J’ai pris congés de moi, 
De la rumeur du monde,
Des jours qui pressent le dos 
Qui font des glaires au coeur et
métallisent les jambes 
Des bruits de moteur dans la gorge

Du haut de ma fenêtre, les yeux rivés sur  la cour en bas de chez moi
J’ai pris congés. 
Dans cette cour, 
aux formes vertes et 
plantureuses 
vêtue d’un manteau rouge de soie en automne, 
j’ai senti le Ciel poser ses mains sur la fente de mon front 
et j’ai respiré dans ses veines bleues. 

J’ai desséré les muscles, en cotoyant les arbres,
j’ai bu à la tasse du chêne.
Je me suis enduite du souffle du bois,
De son mouvement 
Les chants d’oiseaux m’ont caressé les tempes et m’ont murmuré : 
« Sens tes pieds lourds sur la terre,
Laisse tomber ta nuque sur les roseaux du silence ». 

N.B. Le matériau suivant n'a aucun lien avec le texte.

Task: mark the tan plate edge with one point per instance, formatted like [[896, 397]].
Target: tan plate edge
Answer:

J’ai aussi marché longtemps sur les ruptures du sol mouillé par mes questions sans fin
Où mènent ces vies – vastes chimères – qui nous coupent des silences et des bruits qui reposent l’âme ?

Je suis des chants
des mélodies grattées
Des sons.

Les voix
de leurs voix.

J’habite milles corps
Deux terres pleines de sang
Et des blessures félines
incrustées
Dans les étangs de ma mémoire.

Je suis l’exil éternel.
L’itinérante.

Je porte la paix en parure
La transe d’hier
dans le volcan
Des jambes
de ma grand-mère.
Le cri de la révolte
sur ma langue habitee.

Je brusque et je caresse.
Je donne et je prends
Je me souviens et j’oublie.

Je me parfume
des mots et des regards
de ceux qui me précèdent.
Je saute à la ligne,
au bout de ma fureur de vie.

J’ai froid dans les os de mes pieds
Chaud dans le coeur.

J’aime me couvrir des étoiles des livres.
En faire un duvet de soie
Pour les nuits chiennes.

J’aime disparaître et j’aime qu’on me voit.

Je suis l’exil éternel.
L’itinérante.

Je suis le goût des tempêtes
Tantôt l’aurore
Tantôt…

Je suis les prières de l’aube.
Je suis les yeux humides
Les roches salées et le sable qui gratte.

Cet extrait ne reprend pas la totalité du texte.